Zakopane itself was … how should I put it? … a shock to the system. I, personally, found the town pretty non-descript and overrun with tourists. Having traipsed up and down the busy pedestrianised main street with the Oldies, I, for one, wasn’t heartbroken to see that they weren’t too inclined to traipse around town much longer.
They had read about the famous market and decided to check that out instead. Sure enough, there were stalls selling local produce: Oszczypek of course, honey, jams, sausages, as well as shoes, leather jackets, traditional clothing, and souvenirs. Then more stalls selling honey, jams, shoes, leather jackets, more shoes, souvenirs, more shoes… it just went on and on, dozens of stalls, selling more or less the same selection of items over and over.

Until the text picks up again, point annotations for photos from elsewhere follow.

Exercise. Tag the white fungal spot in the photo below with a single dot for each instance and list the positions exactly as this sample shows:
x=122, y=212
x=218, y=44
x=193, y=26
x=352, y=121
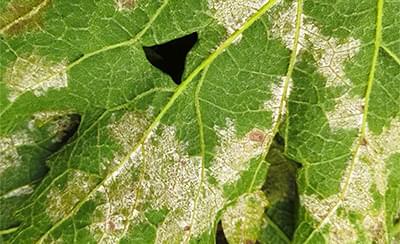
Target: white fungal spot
x=157, y=175
x=330, y=53
x=232, y=14
x=9, y=156
x=340, y=229
x=61, y=199
x=375, y=226
x=35, y=74
x=21, y=191
x=273, y=104
x=365, y=170
x=242, y=221
x=57, y=123
x=233, y=154
x=348, y=113
x=124, y=5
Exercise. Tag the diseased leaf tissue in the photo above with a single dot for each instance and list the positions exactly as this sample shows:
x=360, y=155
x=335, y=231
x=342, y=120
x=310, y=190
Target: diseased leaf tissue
x=283, y=124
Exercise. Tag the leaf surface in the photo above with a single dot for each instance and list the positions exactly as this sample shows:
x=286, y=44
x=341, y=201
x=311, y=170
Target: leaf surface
x=99, y=146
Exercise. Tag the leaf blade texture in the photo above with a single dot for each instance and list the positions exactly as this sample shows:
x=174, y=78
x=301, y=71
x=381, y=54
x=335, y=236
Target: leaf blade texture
x=111, y=150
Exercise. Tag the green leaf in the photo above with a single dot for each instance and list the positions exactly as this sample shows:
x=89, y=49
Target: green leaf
x=99, y=146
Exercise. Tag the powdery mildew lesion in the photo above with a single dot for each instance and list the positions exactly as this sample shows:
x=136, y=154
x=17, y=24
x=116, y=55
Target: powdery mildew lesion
x=340, y=229
x=21, y=191
x=125, y=5
x=330, y=53
x=61, y=199
x=232, y=14
x=273, y=104
x=9, y=155
x=57, y=123
x=365, y=173
x=242, y=221
x=159, y=175
x=233, y=154
x=34, y=74
x=348, y=113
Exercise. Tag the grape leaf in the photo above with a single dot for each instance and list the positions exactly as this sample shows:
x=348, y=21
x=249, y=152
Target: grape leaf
x=99, y=146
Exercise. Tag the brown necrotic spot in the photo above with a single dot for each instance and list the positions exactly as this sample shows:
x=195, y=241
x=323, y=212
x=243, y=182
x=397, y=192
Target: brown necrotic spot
x=21, y=15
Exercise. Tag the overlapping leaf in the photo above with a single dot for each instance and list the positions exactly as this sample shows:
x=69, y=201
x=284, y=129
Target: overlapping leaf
x=153, y=162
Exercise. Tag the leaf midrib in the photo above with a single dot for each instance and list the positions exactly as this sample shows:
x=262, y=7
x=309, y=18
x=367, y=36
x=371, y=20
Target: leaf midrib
x=131, y=41
x=180, y=89
x=362, y=133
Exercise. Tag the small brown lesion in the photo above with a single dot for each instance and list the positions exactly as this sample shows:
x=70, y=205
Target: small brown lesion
x=364, y=141
x=110, y=226
x=257, y=135
x=21, y=15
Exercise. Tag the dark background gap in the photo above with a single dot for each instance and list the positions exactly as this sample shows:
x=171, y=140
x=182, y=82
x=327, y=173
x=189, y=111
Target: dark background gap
x=170, y=57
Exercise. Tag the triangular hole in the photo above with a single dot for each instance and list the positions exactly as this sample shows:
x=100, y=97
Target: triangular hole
x=170, y=57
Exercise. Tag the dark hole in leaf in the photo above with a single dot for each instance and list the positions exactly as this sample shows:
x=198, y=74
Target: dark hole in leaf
x=170, y=57
x=70, y=129
x=280, y=188
x=220, y=236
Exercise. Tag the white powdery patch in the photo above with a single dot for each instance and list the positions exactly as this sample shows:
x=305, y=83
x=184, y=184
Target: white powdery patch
x=127, y=131
x=62, y=199
x=35, y=74
x=233, y=154
x=242, y=222
x=375, y=226
x=9, y=156
x=232, y=14
x=330, y=53
x=377, y=149
x=277, y=95
x=158, y=174
x=58, y=122
x=347, y=114
x=21, y=191
x=340, y=229
x=365, y=170
x=125, y=5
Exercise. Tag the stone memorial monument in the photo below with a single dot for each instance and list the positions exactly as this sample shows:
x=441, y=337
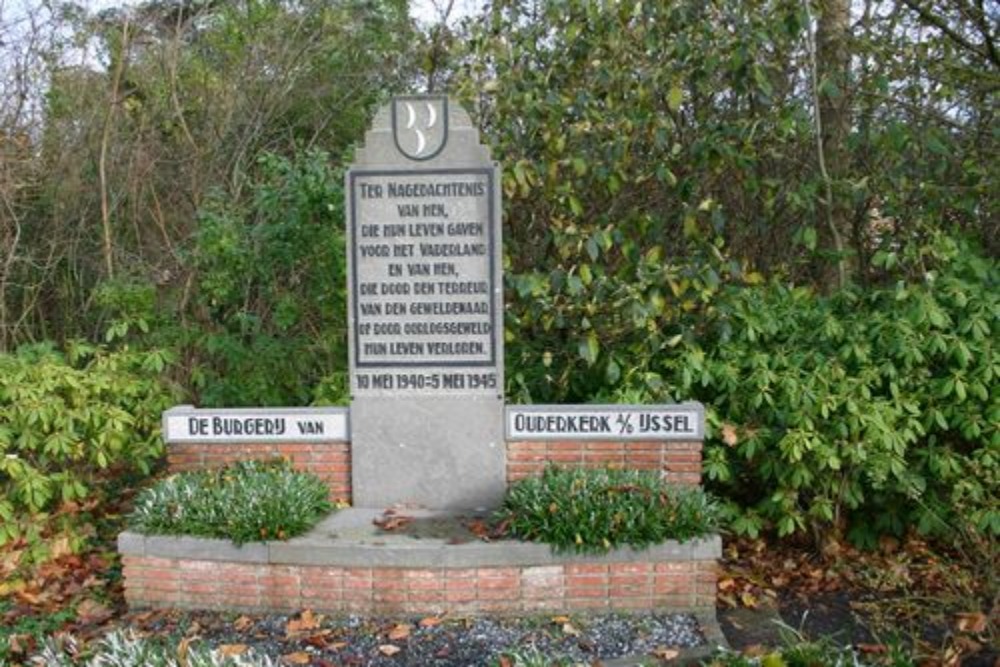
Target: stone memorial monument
x=425, y=311
x=427, y=428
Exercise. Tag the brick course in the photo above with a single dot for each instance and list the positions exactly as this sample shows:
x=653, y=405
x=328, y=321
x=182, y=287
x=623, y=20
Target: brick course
x=152, y=582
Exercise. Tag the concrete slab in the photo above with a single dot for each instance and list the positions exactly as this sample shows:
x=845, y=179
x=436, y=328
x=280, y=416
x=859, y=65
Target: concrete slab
x=350, y=538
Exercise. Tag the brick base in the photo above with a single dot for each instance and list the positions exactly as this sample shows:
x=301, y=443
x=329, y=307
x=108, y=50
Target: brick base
x=153, y=582
x=680, y=462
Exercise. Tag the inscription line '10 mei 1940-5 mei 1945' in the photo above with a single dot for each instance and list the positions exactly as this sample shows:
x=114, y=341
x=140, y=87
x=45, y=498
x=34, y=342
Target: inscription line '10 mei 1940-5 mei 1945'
x=424, y=278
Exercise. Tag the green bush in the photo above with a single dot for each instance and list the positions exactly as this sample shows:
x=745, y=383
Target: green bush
x=589, y=510
x=66, y=419
x=245, y=502
x=866, y=411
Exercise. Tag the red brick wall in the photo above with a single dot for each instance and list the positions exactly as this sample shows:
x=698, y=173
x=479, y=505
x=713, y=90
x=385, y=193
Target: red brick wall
x=330, y=461
x=161, y=582
x=681, y=461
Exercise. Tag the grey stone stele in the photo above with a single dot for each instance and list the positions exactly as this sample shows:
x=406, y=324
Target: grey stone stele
x=439, y=451
x=349, y=538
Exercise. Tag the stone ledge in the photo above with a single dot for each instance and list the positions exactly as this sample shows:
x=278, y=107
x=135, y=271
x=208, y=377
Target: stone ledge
x=349, y=539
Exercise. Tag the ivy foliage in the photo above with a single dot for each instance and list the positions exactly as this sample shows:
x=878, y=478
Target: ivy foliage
x=596, y=510
x=67, y=420
x=866, y=411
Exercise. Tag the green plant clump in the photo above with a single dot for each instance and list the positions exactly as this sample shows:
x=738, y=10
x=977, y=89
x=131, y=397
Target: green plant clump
x=70, y=421
x=596, y=510
x=244, y=502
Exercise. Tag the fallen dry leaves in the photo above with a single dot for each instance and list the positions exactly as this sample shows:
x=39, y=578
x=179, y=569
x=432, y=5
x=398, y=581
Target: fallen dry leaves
x=391, y=520
x=389, y=650
x=399, y=632
x=305, y=624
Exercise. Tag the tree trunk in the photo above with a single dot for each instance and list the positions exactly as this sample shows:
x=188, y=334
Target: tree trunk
x=833, y=61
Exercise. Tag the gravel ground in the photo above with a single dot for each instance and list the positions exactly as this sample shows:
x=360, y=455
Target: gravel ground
x=449, y=642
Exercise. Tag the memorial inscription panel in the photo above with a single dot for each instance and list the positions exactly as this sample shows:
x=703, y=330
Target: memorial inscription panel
x=423, y=276
x=425, y=311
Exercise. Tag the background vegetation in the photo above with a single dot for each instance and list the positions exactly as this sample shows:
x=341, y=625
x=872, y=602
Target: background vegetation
x=785, y=209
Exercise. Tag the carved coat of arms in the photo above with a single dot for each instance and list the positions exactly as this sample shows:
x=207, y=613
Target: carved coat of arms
x=420, y=125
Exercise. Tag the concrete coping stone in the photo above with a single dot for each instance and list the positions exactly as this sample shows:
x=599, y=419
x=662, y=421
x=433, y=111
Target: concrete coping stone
x=349, y=539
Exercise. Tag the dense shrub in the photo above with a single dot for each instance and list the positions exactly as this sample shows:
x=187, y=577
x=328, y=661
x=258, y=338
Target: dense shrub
x=590, y=510
x=65, y=419
x=870, y=411
x=245, y=502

Now the beauty of Zakopane is its location and its location is truly beautiful. At an altitude of between 800m and 1000m, it lies in a valley between Gubalowka hill and the High Tatras. Suffering from sensory overload due to the proliferation of shops and market stalls, the Oldies decided to escape up to the top of Gubalowka hill, with a view to, well, enjoying the views.
The queues at the Gubalowka Hill funicular were daunting, but fair dues, they moved quickly and before long we had reached the top. Here we all did a double take. We thought we had left the market stalls far behind us, but no. They were all here again. The same souvenirs, the same shoes, the same leather jackets, along with stand after stand offering funfair rides, bungee trampolines, gravity rides, mini golf, inflatable slides … and they just went on and on. We walked for a good half-hour along the ridge in the hope of getting past from the stalls and finally being able to enjoy the views. But there was no end to them in sight. And no view in sight.
Seriously? You’re standing on the on the top of a hill with a (potential) panoramic view of a stunningly beautiful mountain ridge. Do you really want to spend your time there buying glittery cushions? Or aprons with rude pictures on them? Or neon pink hair braids? Or holographic pictures of the leaning tower of Pisa? Or going on a Santa Claus train ride? Or through a gravity tunnel, whatever that is?
The sad thing was, whether you were in the market for any of the above or not, the stalls almost completely obliterated the view of the High Tatras. Her stubby-legged Ladyship didn’t stand a chance of getting much more than a glimpse. His Lordship, in spite of his height, wasn’t much better off. As for Yours Truly, tucked up in Her Ladyship’s rucksack to protect me from the throngs of tourists, I was left completely in the dark.
The Oldies were in shock. I was horrified. We had come to see the High Tatras and ended up only seeing tat. With a capital T. Something is definitely missing there!